Non saranno certo passati inosservati, all'interno di questo sito, i riferimenti a quello che sta succedendo in questi giorni in Irak. Non sappiamo se la cosa venga apprezzata o meno, ma non possiamo fare a meno di notare che molte persone in ogni parte del mondo, nel loro piccolo, stanno cercando di dare il loro infinitesimale contributo alla ricostruzione della pace. Anche noi vogliamo fare lo stesso.
In questo momento crediamo che parlare di musica, chiudendo un occhio sulla tragicità degli eventi, non sia possibile, se non con l'incoscienza di chi non si rende conto di dormire sul ciglio di un vulcano in piena eruzione.
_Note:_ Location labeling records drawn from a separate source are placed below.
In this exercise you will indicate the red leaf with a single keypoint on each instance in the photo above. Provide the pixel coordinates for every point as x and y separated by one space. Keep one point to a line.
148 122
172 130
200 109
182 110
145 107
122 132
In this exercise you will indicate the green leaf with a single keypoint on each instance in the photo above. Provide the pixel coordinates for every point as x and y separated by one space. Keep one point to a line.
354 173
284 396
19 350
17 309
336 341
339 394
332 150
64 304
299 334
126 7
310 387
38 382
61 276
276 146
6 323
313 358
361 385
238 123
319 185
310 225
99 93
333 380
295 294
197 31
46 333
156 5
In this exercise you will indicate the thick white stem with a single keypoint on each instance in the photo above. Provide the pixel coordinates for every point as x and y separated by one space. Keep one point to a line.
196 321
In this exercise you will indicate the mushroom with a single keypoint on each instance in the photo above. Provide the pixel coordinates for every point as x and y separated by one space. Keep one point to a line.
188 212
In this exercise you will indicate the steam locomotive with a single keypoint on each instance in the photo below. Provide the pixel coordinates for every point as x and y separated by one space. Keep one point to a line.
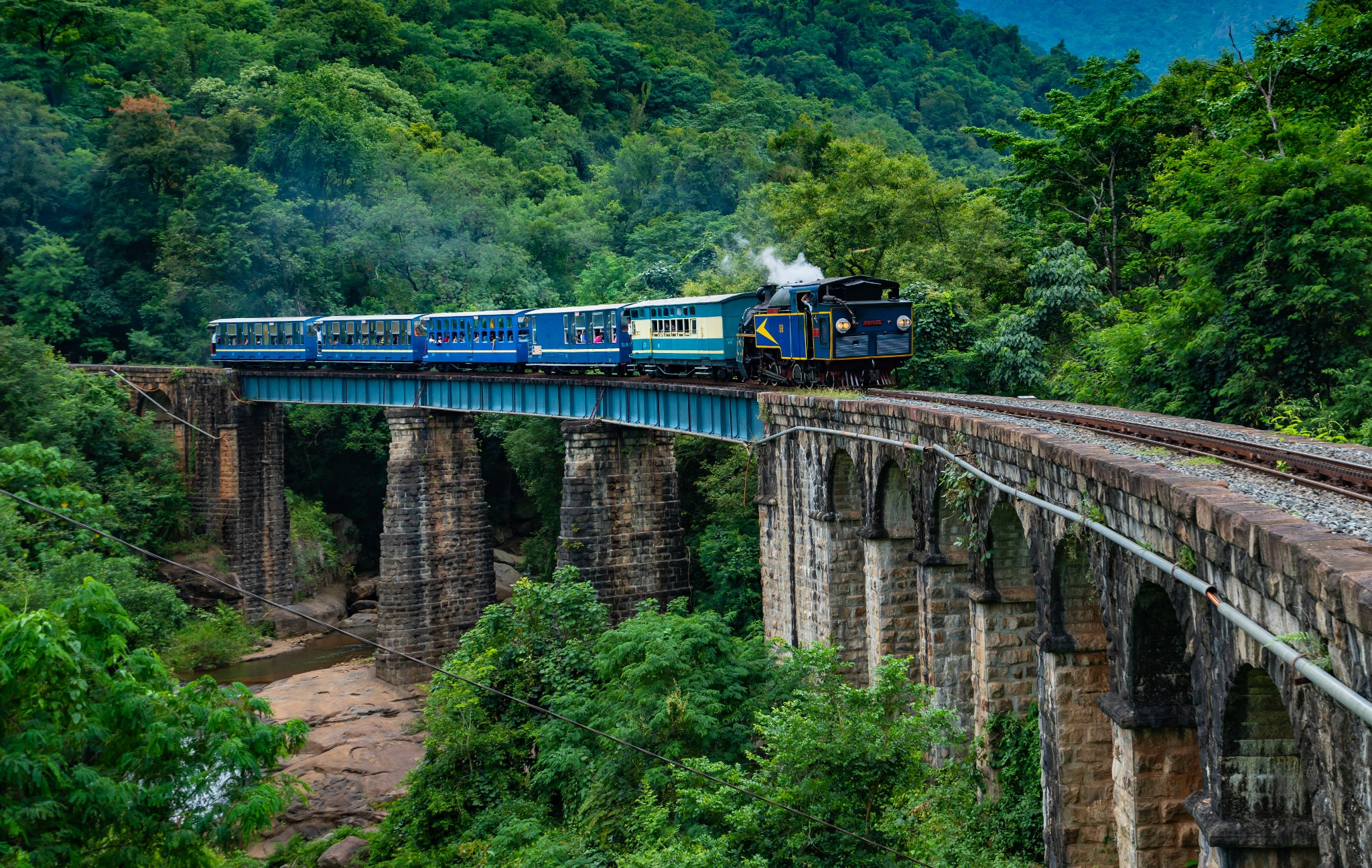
839 331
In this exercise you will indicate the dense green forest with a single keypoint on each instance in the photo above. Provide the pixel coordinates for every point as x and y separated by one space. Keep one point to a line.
1201 244
1161 31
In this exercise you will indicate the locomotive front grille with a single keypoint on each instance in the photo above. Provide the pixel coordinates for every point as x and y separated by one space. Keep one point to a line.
852 346
894 344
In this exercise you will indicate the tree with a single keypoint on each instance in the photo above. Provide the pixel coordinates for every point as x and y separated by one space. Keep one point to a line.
31 165
106 762
1031 342
1091 170
891 216
42 283
65 38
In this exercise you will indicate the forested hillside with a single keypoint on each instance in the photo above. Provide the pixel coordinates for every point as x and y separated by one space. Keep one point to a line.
1161 31
1199 246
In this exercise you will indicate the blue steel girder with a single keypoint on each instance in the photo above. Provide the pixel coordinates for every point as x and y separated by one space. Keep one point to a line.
726 413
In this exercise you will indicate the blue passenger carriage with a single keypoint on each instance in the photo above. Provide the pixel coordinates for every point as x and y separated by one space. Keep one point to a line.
369 339
478 338
260 340
689 335
584 338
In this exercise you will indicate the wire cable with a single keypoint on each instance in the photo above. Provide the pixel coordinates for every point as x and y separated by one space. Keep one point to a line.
494 691
154 402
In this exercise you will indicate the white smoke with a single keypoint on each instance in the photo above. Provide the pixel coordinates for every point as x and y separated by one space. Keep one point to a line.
781 272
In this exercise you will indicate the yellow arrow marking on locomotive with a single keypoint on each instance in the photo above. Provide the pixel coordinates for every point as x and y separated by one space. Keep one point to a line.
762 330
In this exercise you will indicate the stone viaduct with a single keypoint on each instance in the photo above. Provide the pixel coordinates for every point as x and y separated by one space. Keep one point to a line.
1169 738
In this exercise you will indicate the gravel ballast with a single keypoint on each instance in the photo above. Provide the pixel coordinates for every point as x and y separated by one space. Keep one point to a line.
1327 509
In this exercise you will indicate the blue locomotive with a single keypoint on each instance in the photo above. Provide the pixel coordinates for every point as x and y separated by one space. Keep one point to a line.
840 331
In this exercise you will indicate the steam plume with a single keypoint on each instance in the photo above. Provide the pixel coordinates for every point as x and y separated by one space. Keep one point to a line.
782 272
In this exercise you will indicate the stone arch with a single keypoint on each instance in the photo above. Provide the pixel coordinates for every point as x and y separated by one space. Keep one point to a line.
1010 565
839 565
1261 815
1160 668
1156 743
949 523
895 508
890 571
844 496
1073 675
146 405
1004 618
1260 764
1073 598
Troppo importante è quello che accade per fare finta di niente, troppo egoistico il mondo musicale per non cercare di far sentire una voce diversa. E noi vogliamo perseguire questo obiettivo: uscire dal torpore della cultura musicale contemporanea per affermare basi comuni su cui costruire anche nella cultura un futuro di pace.
Altremusiche.it non vuole essere un sito imbalsamato, che fa da eco alla piccola industria discografica o che serve soltanto a fornire indicazioni su come passare una serata ascoltando musica. Questo, come molti altri siti, vuole essere una "viva" finestra di informazione (di promozione) e di dibattito, capace di mettere in contatto attraverso la rete delle persone reali.

Continueremo allora a scrivere recensioni, a dare informazioni sui concerti, a creare stimoli per ascolti musicali non convenzionali, ma apriremo allo stesso tempo ampi spazi di riflessione sulla guerra e sulle conseguenze che coinvolgono in tutta la sua drammaticità, oltre che l'intera struttura della società irachena, anche la nostra dimensione culturale, quella di cui anche questo sito fa parte.